Botha and Musa Makhunga, the president of the Durban chamber, believe South Africa is on the brink of a new growth-point and have called for bold, decisive action to reverse the country's misfortunes under Jacob Zuma’s presidency.

Their call follows the South African delegation, led by Deputy President, Cyril Ramaphosa, returning from the World Economic Forum (WEF) annual meeting in Davos, Switzerland, this week with “bags full of investments”. Already, the rand has surged since Ramaphosa was elected 

ANC leader last month, paving the way for him to become South Africa's next president. This week it hit a three-year high as it went under R12 to the dollar.

The currency appreciated during the week by 28c (2.3%) to R11.89 to the dollar on Friday afternoon, 49c up from the start of the year. In response, Chris Harmse, chief economist at Rebalance Fund Managers, said: “The positive news of the new Eskom board, the marginal increase in the inflation rate and the expectations for economic recovery voiced at Davos fuelled a recovery in financial markets. “Favourable sentiment around the parliamentary commission of inquiry into the affairs of Eskom and the terms of reference given to the commission of inquiry into state capture add to the currently positive feelings on South Africa.” 

From Davos, Ramaphosa said the country's delegation had been praised “for the new era unleashed in South Africa”.

Continued Ramaphosa: “I am leaving Davos... with bags full of investment commitments from our new global partners – investments that will deliver great dividends to our people back home, dividends that will create jobs.”  After the WEF meeting with Ramaphosa,  International Monetary Fund (IMF) managing director Christine Lagarde said recent initiatives to improve governance and strengthen public institutions in South Africa were steps in the right direction.

“We concurred that long-standing structural challenges continue to weigh on growth in South Africa," said Lagarde. He continued: "We consequently agreed that bold and timely reforms were needed to create an environment conducive to job creation and less inequality.”  

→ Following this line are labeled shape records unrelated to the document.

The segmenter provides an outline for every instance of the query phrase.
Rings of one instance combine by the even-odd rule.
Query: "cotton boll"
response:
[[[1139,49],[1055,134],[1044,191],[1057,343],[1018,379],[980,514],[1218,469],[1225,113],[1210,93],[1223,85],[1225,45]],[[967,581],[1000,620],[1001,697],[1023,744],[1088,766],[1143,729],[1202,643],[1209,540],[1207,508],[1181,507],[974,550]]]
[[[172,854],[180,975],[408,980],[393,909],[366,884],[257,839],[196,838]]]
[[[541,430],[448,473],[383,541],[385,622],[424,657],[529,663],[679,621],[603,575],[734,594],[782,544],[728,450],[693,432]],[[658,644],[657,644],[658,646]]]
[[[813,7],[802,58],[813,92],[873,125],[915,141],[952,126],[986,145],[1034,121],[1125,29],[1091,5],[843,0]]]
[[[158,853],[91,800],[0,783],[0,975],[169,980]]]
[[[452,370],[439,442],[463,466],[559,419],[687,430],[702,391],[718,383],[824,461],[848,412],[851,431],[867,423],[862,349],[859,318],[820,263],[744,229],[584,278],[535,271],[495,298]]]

Political economist Dawie Roodt of the Efficient Group said while Ramaphosa was doing an excellent job, “the reality is that he is not yet the president and cannot formulate his own policies”. While conceding strides he had made in rooting out corruption in government, Roodt said the damage inflicted on the economy by Zuma’s presidency would take years to repair. 

“To address the corruption, maladministration and mismanagement of public funds will not be easy... This is only the beginning.” 

Asked what should be done to lure investors, Roodt said: “We have to sort out our politics and what's going to happen with Zuma. No one is going to believe anything we say until we get rid of Zuma and replace him with someone capable of tackling corruption and taking decisions.” 

The starting point, said Roodt, was to get rid of incompetent and corrupt leaders at state-owned enterprises and in government. “Overall, I think we have made some progress at Eskom, so that's step number one.” Makhunga said the WEF’s 2018 theme of “Creating a shared future in a fractured world” resonated in South Africa.

“It is appropriate for us because we are in a fractured society that requires a shared future. We need to engage on how we can work with one another so we can start to create a shared future for everyone,” said Makhunga.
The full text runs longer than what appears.